Methylation multiplicity and its clinical values in cancer

Abstract

Methylation at DNA, RNA and protein levels plays critical roles in many cellular processes and is associated with diverse differentiation events, physiological activities and human diseases. To aid in the diagnostic and therapeutic design for cancer treatment utilising methylation, this review provides a boutique yet comprehensive overview on methylation at different levels including the mechanisms, cross-talking and clinical implications with a particular focus on cancers. We conclude that DNA methylation is the sole type of methylation that has been largely translated into clinics and used for, mostly, early diagnosis. Translating the onco-therapeutic and prognostic values of RNA and protein methylations into clinical use deserves intensive efforts. Simultaneous examination of methylations at multiple levels or together with other forms of molecular markers represents an interesting research direction with profound clinical translational potential.
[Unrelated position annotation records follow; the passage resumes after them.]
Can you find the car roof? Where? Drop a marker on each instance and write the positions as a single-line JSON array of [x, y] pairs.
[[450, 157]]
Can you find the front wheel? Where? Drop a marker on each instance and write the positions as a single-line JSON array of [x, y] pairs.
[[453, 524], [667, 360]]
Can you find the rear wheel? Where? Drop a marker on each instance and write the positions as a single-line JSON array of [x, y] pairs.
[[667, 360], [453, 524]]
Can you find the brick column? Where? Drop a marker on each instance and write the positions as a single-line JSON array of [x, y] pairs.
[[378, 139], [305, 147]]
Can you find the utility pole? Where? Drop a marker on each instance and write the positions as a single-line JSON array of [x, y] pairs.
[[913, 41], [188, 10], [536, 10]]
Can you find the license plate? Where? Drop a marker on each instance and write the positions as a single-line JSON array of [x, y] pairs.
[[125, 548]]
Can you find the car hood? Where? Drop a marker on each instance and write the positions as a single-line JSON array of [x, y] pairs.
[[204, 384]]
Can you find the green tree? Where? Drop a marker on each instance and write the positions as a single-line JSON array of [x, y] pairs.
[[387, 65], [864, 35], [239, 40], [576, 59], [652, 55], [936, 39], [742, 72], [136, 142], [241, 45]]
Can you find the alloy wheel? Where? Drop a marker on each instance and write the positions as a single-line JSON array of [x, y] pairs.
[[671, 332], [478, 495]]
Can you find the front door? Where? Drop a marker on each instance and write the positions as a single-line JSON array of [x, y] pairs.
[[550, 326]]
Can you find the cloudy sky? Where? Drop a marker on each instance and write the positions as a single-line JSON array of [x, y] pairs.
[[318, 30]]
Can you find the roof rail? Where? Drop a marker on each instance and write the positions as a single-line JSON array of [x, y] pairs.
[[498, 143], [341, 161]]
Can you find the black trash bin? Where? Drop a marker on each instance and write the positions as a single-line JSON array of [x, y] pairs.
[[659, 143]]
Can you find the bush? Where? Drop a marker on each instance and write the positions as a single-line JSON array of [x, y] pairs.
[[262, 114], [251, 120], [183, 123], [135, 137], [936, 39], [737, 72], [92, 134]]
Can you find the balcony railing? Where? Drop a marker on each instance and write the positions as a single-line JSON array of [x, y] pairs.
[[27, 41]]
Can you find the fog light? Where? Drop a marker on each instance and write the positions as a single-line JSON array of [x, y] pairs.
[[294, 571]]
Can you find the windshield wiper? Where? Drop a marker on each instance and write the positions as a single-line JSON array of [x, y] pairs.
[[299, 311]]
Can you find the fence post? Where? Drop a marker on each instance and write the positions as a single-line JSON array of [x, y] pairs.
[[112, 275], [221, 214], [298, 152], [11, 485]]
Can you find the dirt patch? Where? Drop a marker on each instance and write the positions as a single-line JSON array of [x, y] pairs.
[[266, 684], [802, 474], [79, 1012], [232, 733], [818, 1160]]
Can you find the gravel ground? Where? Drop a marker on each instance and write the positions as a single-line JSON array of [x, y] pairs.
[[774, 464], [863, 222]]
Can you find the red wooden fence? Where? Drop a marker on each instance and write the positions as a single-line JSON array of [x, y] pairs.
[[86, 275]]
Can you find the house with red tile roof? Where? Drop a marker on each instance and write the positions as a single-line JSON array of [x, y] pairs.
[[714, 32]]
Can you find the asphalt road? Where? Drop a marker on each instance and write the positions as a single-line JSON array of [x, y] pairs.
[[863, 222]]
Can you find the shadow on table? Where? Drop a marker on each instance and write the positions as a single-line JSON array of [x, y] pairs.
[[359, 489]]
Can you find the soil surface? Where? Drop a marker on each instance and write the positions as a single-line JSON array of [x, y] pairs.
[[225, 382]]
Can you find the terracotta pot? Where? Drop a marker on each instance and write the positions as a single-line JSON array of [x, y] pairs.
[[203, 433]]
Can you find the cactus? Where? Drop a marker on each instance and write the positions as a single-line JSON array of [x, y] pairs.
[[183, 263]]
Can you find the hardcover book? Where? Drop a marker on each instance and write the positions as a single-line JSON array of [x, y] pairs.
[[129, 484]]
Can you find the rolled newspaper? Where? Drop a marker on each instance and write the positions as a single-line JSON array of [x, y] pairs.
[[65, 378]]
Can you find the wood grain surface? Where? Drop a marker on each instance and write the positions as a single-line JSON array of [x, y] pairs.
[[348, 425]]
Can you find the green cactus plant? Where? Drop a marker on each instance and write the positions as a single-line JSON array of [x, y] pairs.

Keywords: Cancer; DNA methylation; RNA methylation; early diagnosis; protein methylation.

Fig. 1.

The primary type and mechanism of DNA methylation. DNA methylation typically occurs as 5mC, with DNMT1 being the key methyltransferase (writer) and the TET family proteins playing the primary demethylation (eraser) role. Three kinds of DNA methylation-binding proteins (reader) were reported, which are MBD (Methyl-CpG-Binding Domain), Kaiso and SRA (Set and Ring Finger-associated) families. Readers identify methylated DNA sites to enable the downstream effects including, for example, gene expression suppression and genomic methylation maintenance.

Fig. 2.

The primary types and mechanisms of RNA methylation. The most representative RNA methylations are m6A and m5C. (a) In m6A RNA methylation, m6A is catalysed by the METTL3/METTL14/WTAP methyltransferase complex (m6A writer) and removed by FTO and ALKBH5 (m6A eraser). In addition, YTHDC1, YTHDC2 and YTHDF1 to YTHDF3 are m6A methylation-dependent binding proteins (m6A reader) to enable functionalities such as regulating mRNA splicing, enhance translation and mediate mRNA degradation. (b) In m5C RNA methylation, m5C is methylated by NSUN family proteins and DNMT family members as represented by DNMT2 (m5C writer) with the demethylases (m5C eraser) being unclear. ALYREF is so far the only recognised m5C methylation-dependent binding protein (m5C reader) that functions in availing mRNA nucleus export.

Fig. 3.

The primary types and mechanisms of protein methylation. Protein methylation can occur on both histone and non-histone proteins, and typically at arginine and lysine. (a) Arginine methylation is triggered by PRMT (Arg methylation writer). Some members of the JmjC family such as KDM3A, KDM4E, KDM5C (Arg methylation eraser) are known to catalyse arginine demethylation. The Tudor domain and PHD zinc finger domain recognise arginine methylation (Arg methylation reader) to play diverse roles in many cellular processes. (b) Lysine methylation is mediated by lysine methyltransferase, abbreviated as KMT (Lys methylation writer). JmjC family members and LSD1 are the primary demethylases unveiled for lysine demethylation. The ‘royal’ domain superfamily, comprised of Tudor, chromo, MBT and PWWP domains, and PHD zinc finger domain are lysine methylation readers.